- Arcade flyer
- Developer: Universal
- Publishers: ArcadeJP/NA: Universal; UK: Electrocoin; EU: Electrocoin/ADP; Ports Coleco
- Designer: Kazutoshi Ueda
- Platforms: Arcade, ColecoVision, Intellivision
- Release: ArcadeJP: October 1981; WW: December 1981; ColecoVisionNovember 1982; IntellivisionJune 1983;
- Genre: Maze
- Modes: Single-player, multiplayer

= Lady Bug (video game) =

1981 video game

 is a 1981 maze video game developed and published by Universal for arcades. Its gameplay is similar to Pac-Man, with the addition of turnstiles that change the layout of the maze, adding an element of strategy to the genre. A port to the ColecoVision was a launch title for the console.

==Gameplay==

Arcade screenshot

The goal of Lady Bug is to eat all flowers, hearts, and letters in the maze while avoiding other insects. The player is represented by a red, yellow, and green character resembling a ladybug and the enemy insects' appearance varies by level. The border of the maze acts as timer, with each circuit signaling the release of an enemy insect from the central area, up to generally a maximum of four. The speed of the circuit increases on stages 2 and 5.

There are eight different enemy insects, and a different one is introduced on each of the first eight levels. Beginning on level 9, each level has four different enemies.

Unlike Pac-Man, the player can alter the layout of the maze by shifting any of the twenty green gates. It is not possible to completely isolate a portion of the maze through gate-shifting.

==Release==
Lady Bug was adapted to the Intellivision and ColecoVision home video game consoles. In the ColecoVision version, completing SPECIAL puts the player into a bonus level (known in-game as a "Vegetable Harvest") where the goal is to consume as many randomly placed vegetables as possible within a fixed time. The SPECIAL register does not appear in the Intellivision version. In 1982, a catalog of Atari 2600 cartridges manufactured by Coleco said that an Atari 2600 version would be released, but Coleco never did. Lady Bug was re-released as Fighting Bug on the Casio PV-1000 in Japan, one of only 13 games released for that platform.

==Reception==
According to Electronic Games magazine, Lady Bug did "just all right in the arcades" but became popular as a console cartridge. It said the ColecoVision version is "proving to be one of the most successful home videogames ever".

The arcade game was recognized for its originality within the maze game genre. In January 1983, the fourth Arcade Awards gave it a Certificate of Merit as runner-up for Most Innovative Coin-Op Game, stating that the "addition of turnstiles to the labyrinth" made the game "a fascinating contest packed with strategic nuances never before equalled in this particular genre of coin-op". Electronic Games called it "the most wonderful blend of strategy and maze-chase thrills ever concocted".
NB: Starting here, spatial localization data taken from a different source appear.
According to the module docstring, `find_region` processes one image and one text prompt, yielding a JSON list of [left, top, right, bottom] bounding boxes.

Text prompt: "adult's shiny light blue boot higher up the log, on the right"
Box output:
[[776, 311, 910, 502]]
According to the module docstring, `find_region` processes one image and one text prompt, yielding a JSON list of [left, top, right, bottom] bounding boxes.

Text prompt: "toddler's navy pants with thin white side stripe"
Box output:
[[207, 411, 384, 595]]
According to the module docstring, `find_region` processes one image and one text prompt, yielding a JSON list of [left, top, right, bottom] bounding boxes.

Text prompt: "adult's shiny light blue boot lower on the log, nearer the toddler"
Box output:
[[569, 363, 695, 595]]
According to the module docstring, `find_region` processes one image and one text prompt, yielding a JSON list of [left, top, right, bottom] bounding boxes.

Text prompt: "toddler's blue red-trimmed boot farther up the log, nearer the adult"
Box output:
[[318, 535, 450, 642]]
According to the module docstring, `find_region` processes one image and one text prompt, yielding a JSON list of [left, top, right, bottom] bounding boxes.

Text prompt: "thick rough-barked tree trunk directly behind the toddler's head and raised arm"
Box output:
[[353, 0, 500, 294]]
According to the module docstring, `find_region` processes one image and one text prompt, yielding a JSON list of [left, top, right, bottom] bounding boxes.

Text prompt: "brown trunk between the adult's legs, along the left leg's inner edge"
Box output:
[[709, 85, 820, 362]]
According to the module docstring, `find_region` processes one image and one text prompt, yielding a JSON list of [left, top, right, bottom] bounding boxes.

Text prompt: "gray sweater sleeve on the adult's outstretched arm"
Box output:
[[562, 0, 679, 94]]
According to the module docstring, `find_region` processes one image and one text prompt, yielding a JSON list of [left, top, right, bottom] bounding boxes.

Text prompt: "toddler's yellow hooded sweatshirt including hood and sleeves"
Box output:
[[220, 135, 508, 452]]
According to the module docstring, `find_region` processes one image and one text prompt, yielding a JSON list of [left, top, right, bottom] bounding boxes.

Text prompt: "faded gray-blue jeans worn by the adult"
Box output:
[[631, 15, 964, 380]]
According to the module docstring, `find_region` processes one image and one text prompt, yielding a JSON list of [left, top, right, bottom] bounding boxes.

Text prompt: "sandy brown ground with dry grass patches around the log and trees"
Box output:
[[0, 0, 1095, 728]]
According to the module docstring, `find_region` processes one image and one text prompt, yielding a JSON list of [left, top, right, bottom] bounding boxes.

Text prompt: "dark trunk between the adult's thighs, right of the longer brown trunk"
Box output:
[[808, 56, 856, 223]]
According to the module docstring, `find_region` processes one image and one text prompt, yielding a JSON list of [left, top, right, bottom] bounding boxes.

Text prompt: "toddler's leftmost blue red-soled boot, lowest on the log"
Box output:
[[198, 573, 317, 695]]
Reviewing the ColecoVision version, Creative Computing Video & Arcade Games said in 1983 that Lady Bug is not a Pac-Man clone, stating that the movable turnstiles "set it apart from all other maze games". The magazine reported that the ColecoVision version had become more popular than the arcade game at its office. It was reviewed in Video magazine's "Arcade Alley" column, described as "a maze-chase game with all the high-speed action and thrills of Pac-Man combined with strategy-oriented play and pinball-style bonus features". Its sound and graphics were reported to "equal, if not actually surpass, the original", emphasizing the innovative use of "color sequencing and the revolving turnstiles". The most significant criticism was that "the movement control is stiff and somewhat jerky". This version was popular, winning the Videogame of the Year award in the "16K or more ROM" category at the 5th annual Arkie Awards where the judges described it as an "outstanding home edition of a coin-op-palace cult favorite". The game has received appreciation in later years, being praised by some as "the most challenging of the Pac-clones... It was, and still is, one of the best [of the clones]."

==Legacy==
Doodle Bug is a 1982 clone for the TRS-80 Color Computer. Bumble Bee replaces the main character with a bumblebee and the enemies with spiders; it was released in 1983 and 1984 by Micro Power for the BBC Micro, Acorn Electron, and Commodore 64.

Doodle Bug (1985) for the VIC-20 (unrelated to the TRS-80 Color Computer game) and Drelbs (1983) for the Atari 8-bit computers both have mazes with turnstiles in them.

Hamster Corporation released the game as part of their Arcade Archives series for the Nintendo Switch and PlayStation 4, as well as their Arcade Archives 2 series for the Nintendo Switch 2, PlayStation 5 and Xbox Series X/S in July 2026.